Some links to products and partners on this website will earn an affiliate commission.
The BBC is reporting that British Airways’ nightmare a couple of weeks ago was caused by human error. More specifically, an ‘independent contractor’ incorrectly switched off the power supply at the data centre and caused a catastrophic power surge when they reconnected it. Is it really possible that so much BA chaos was caused by something so basic?
I’m not much of a tech person (to say the least), so I don’t aim to answer that question myself, but to my entirely non-specialist ears, it does all sound pretty remarkable!
We are talking about an outage that caused havoc to the travel plans of 75,000 people and that it is estimated will cost British Airways in excess of £100 million. I mean, we’ve all made mistakes with technology (me more than most…) and many of us probably don’t back things up as often as we should etc, but I doubt even a dedicated team of hackers could manage to cause that sort of devastation without months of deliberate planning.
Maybe I’m a bit naive when it comes to technology and big businesses, but aren’t there supposed to be back-ups and fail-safes to prevent exactly this sort of entirely normal (and therefore predictable) human idiocy from causing massive problems?
Precise details on what happened are still pretty sketchy, but an internal BA email leaked to the BBC states,
“This resulted in the total immediate loss of power to the facility, bypassing the backup generators and batteries… After a few minutes of this shutdown, it was turned back on in an unplanned and uncontrolled fashion, which created physical damage to the systems and significantly exacerbated the problem.”
I just can’t even begin to get my head around how the BA data centre essentially seems to have a plug that you can pull out that switches off everything… And then breaks everything when you switch it back on.
Boss of IAG, Willie Walsh helpfully commented,
“It’s very clear to me that you can make a mistake in disconnecting the power. It’s difficult for me to understand how to make a mistake in reconnecting the power.”
Err, thanks for clearing that all up then Willie!
Do we have any IT experts reading who can shed some light in the comments on how plausible this all really is?
Adam says
All companies of a certain size should of have policies in place and emergency planning which should get practiced on a regular basis in case of such a problem.

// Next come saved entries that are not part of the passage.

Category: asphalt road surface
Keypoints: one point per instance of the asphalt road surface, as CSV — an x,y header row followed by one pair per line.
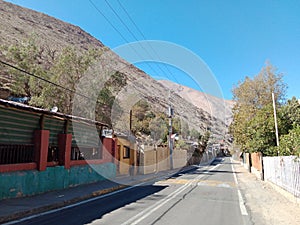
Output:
x,y
207,195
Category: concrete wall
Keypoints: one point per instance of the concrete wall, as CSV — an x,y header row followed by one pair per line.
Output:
x,y
148,161
31,182
179,158
123,162
163,160
155,160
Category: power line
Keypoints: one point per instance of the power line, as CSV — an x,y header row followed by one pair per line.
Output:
x,y
111,24
144,37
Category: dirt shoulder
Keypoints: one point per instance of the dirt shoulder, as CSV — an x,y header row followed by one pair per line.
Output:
x,y
265,204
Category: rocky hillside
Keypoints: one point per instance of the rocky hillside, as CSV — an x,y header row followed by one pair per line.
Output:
x,y
18,23
217,107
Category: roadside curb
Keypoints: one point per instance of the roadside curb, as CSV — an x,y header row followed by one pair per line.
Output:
x,y
53,206
284,193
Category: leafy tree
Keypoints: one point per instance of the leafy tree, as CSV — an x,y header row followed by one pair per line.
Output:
x,y
203,141
194,134
290,143
31,57
252,126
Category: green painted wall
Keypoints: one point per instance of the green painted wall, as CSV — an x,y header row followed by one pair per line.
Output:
x,y
31,182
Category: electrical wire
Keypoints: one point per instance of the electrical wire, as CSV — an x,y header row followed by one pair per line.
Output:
x,y
114,27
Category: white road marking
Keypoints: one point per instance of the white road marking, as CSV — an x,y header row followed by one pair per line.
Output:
x,y
241,200
148,211
74,205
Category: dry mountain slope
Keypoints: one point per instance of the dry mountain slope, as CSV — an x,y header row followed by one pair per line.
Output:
x,y
18,23
217,107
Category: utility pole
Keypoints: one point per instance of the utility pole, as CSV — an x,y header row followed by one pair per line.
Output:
x,y
275,119
130,120
171,113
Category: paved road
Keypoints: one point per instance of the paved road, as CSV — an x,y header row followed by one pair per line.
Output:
x,y
207,195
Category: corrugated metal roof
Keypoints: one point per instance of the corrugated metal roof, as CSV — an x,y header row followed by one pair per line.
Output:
x,y
32,109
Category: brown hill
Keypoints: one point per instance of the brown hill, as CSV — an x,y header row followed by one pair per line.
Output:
x,y
18,23
217,107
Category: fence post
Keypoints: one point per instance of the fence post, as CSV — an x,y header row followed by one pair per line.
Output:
x,y
64,148
41,143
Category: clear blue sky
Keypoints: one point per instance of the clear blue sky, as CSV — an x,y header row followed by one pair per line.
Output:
x,y
234,38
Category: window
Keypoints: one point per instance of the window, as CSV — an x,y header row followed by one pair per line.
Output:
x,y
126,152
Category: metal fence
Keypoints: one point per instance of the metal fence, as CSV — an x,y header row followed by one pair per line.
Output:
x,y
283,171
15,153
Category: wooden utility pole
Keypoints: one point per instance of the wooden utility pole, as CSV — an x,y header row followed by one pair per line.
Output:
x,y
275,119
171,113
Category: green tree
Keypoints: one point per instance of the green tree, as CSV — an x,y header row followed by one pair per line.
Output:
x,y
203,141
31,57
252,126
290,143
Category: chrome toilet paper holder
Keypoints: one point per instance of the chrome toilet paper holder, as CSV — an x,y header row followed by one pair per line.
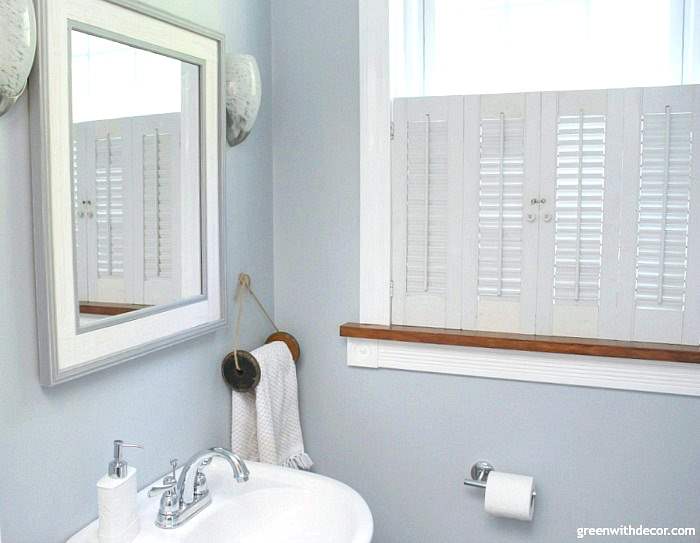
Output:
x,y
480,473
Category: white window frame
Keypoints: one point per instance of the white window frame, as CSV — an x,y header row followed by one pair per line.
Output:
x,y
375,265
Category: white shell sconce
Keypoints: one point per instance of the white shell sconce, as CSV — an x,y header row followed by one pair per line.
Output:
x,y
17,48
243,94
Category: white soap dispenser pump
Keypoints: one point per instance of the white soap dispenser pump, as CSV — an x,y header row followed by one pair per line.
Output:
x,y
116,499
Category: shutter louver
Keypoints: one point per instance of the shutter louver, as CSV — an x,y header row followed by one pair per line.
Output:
x,y
426,206
580,188
663,210
109,205
501,183
157,204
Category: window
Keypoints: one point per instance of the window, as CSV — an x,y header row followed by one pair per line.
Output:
x,y
516,205
445,47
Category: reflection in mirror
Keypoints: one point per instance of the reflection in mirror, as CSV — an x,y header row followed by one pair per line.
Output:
x,y
136,178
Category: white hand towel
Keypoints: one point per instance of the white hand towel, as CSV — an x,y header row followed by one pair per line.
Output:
x,y
265,423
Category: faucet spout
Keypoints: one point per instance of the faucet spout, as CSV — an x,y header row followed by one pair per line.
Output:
x,y
188,475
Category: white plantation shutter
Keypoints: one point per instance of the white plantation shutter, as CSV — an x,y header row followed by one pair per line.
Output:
x,y
427,183
110,204
81,208
664,210
501,164
660,251
578,213
582,145
157,202
157,167
128,239
109,161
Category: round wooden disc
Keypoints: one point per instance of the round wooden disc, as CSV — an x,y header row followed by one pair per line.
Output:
x,y
290,340
245,379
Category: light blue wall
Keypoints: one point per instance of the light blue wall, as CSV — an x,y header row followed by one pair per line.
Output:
x,y
405,440
55,443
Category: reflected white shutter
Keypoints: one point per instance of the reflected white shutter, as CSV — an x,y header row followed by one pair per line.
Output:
x,y
660,251
81,194
157,204
501,165
109,163
110,204
427,181
582,143
157,164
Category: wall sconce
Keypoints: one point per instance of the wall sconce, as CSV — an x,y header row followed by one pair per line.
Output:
x,y
17,48
243,95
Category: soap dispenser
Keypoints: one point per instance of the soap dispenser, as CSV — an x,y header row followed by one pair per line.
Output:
x,y
116,499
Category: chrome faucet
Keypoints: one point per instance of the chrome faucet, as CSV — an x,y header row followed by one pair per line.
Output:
x,y
184,497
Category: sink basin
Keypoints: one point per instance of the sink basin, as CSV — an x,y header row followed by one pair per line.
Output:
x,y
277,505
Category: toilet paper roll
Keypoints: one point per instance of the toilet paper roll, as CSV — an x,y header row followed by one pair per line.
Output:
x,y
510,495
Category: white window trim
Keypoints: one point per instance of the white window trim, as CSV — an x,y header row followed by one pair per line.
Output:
x,y
375,266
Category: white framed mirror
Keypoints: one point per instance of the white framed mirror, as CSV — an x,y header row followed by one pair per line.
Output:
x,y
127,114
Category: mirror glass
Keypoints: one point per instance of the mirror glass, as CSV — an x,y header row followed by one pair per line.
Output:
x,y
135,179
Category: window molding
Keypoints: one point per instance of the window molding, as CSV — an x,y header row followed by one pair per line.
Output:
x,y
589,371
375,266
375,160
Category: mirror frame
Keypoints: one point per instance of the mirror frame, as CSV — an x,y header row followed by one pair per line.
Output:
x,y
66,350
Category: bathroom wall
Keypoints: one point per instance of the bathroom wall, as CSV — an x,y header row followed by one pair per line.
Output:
x,y
55,443
405,440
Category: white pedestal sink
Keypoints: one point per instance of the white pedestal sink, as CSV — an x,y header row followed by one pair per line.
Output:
x,y
277,505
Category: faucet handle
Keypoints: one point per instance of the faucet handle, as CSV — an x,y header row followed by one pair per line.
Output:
x,y
169,481
173,465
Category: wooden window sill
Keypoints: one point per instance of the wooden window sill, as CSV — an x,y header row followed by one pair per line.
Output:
x,y
523,342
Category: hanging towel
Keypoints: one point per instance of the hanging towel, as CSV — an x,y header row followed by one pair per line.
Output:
x,y
265,422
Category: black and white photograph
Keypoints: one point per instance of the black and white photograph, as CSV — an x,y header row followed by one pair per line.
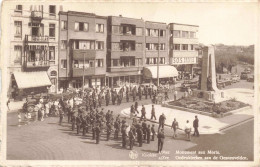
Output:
x,y
130,83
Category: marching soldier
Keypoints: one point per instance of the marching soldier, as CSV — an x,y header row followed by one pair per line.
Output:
x,y
78,122
148,133
109,130
140,93
98,130
140,136
131,138
153,132
107,98
123,131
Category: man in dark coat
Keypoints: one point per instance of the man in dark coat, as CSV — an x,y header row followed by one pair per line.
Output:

It appears BA outsourcing their IT in another bid to save money has completely backfired, 100 million and rising in compensation but the negative impact for business could be catastrophic for BA in the future.
To the normal cash paying traveller, would you choose BA if you had a choice now!
Joe Deeney says
Indeed – not exactly a PR triumph, that’s for sure…
Craig Sowerby says
When your Windows computer gets all screwed up, aren’t you supposed to turn it off and turn it back on again? Obviously BA is still running Windows 95 in its servers… 😀
Joe Deeney says
I wouldn’t be entirely surprised!
Graham says
Computer systems need to be shut down and restarted “cleanly” that is via a prescribed series of steps. Realise most people just hit the on/off button when things go wrong on their pc’s but servers and databases don’t work like that.
Good chance that panic set in and engineer plugged the server back in and that when the proverbial hit the fan.
Joe Deeney says
Yes, I assumed it would be something like that – but for SUCH a business critical infrastructure element, shouldn’t there be extremely strict protocols?